You can guarantee that some left groups will consider such campaigns as, at best, a diversion  from the class struggle and ‘real’ politics. At a recent CPGB special meeting on the transitional programme, a member of the Alliance for Workers’ Liberty, Mark Osborn, mocked a CPGB May 7 election address in Manchester because it called for the abolition of the age of consent. He labelled it the “Moss Side disaster”. Perhaps the AWL comrade is correct: the CPGB mighthave a got a few more votesif it had dropped all the awkward and controversial political stuff. The suspicion is that the AWL comrades think that the CPGB, and the left in general, should dump all this airy-fairy stuff about gays, drugs and workers’ militias, and concentrate exclusively on ‘bread and butter’ trade unionist politics like wages, defending the NHS and fighting for jobs.
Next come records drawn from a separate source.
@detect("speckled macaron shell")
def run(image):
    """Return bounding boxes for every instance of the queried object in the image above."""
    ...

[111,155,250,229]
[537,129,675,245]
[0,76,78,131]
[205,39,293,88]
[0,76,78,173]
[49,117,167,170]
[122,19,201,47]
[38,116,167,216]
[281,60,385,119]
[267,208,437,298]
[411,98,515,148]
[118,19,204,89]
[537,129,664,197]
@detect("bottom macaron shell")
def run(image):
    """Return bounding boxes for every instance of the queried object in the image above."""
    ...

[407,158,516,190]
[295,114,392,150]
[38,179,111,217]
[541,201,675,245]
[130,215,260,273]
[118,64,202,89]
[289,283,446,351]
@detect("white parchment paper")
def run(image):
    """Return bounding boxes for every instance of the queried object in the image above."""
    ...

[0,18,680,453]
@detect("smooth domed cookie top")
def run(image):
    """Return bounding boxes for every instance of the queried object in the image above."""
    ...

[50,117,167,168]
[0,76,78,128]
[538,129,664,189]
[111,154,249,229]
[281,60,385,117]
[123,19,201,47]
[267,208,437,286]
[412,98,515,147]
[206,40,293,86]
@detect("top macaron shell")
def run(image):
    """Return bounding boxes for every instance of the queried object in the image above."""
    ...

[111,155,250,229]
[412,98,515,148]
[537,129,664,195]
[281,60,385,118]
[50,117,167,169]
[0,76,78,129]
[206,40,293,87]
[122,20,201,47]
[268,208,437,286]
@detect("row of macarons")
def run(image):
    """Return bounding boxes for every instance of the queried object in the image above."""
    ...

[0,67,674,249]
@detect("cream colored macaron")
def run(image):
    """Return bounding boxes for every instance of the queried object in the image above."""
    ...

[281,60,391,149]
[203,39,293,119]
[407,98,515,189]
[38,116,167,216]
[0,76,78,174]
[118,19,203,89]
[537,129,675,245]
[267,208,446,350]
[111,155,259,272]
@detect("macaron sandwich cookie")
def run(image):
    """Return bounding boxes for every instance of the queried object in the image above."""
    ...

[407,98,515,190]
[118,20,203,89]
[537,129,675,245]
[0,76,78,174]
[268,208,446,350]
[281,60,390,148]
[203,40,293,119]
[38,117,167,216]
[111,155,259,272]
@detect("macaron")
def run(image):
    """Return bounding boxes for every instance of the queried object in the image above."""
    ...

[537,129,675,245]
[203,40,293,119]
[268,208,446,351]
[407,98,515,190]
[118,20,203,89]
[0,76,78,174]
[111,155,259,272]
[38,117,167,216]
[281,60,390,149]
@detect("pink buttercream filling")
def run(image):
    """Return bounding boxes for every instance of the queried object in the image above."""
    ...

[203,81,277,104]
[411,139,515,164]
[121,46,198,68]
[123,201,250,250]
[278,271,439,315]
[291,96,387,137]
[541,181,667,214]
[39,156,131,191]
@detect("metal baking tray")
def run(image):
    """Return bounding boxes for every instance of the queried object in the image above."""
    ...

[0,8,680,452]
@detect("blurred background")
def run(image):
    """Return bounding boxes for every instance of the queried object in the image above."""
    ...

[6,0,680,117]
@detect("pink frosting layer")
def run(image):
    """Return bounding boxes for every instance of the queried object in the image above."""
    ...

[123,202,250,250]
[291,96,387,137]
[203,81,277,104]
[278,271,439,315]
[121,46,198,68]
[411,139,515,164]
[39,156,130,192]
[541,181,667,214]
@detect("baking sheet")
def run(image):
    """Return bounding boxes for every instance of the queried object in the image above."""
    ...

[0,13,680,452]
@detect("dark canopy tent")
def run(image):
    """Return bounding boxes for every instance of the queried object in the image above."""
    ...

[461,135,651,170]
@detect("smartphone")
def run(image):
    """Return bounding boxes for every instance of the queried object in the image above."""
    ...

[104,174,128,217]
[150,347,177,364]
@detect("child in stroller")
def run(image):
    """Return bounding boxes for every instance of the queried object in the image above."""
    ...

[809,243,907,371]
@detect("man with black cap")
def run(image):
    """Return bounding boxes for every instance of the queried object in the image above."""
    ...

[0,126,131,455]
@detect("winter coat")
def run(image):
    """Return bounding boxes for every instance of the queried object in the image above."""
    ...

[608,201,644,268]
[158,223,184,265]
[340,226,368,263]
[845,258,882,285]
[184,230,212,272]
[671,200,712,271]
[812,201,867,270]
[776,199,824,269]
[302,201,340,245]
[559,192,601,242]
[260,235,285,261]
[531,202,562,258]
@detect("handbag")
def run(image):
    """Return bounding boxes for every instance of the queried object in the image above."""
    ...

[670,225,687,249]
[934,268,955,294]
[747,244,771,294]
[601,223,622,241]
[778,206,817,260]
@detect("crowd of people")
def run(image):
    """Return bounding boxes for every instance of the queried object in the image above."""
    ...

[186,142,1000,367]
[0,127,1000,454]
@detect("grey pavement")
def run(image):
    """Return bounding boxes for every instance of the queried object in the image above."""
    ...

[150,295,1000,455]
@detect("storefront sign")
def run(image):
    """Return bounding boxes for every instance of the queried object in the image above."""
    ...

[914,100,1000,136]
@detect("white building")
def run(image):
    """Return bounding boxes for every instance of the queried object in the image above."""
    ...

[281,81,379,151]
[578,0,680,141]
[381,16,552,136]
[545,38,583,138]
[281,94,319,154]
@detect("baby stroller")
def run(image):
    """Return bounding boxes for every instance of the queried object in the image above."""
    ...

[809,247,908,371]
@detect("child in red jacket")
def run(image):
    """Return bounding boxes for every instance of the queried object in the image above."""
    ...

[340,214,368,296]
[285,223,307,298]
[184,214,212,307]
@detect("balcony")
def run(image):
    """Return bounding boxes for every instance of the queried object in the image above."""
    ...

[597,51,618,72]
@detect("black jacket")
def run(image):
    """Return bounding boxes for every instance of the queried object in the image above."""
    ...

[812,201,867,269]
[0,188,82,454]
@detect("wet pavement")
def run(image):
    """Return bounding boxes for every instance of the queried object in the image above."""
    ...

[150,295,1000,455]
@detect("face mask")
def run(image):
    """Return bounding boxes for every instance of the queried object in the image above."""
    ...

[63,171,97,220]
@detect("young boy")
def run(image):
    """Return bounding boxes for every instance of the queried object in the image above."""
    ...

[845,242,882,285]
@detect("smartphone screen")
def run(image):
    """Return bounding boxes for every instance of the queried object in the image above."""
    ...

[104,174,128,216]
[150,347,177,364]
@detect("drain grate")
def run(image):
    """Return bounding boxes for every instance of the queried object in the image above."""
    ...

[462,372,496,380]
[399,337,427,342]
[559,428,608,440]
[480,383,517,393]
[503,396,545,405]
This has produced a vicious economistic circle. The fact that the left has historically refused to champion democratic struggles such as those for gay rights has in turn resulted in the depoliticisation of many oppressed groups in society. Inevitably this breeds separatist and individualistic sentiments. So many in the gay community look to the ‘pink pound’ for salvation rather than collective working class action.

An even more serious omission has been the left’s failure to prioritise democratic demands which go to the heart of the bourgeois state. Abolition of the Lords and the monarchy are tucked away like optional extras at the bottom of a long list of economic campaigning points. Yet a movement from below which places these central democratic questions at the top of its agenda could begin to challenge capital’s hegemony in a revolutionary way. The left needs a new, democratic, truly inclusive vision, one committed to self-liberation.

The House of Lords’ reactionary rebellion presents the Socialist Alliances with a golden opportunity. They should start an energetic and imaginative campaign which not only fights to abolish the Lords but calls for the sweeping away of the constitutional monarchy itself.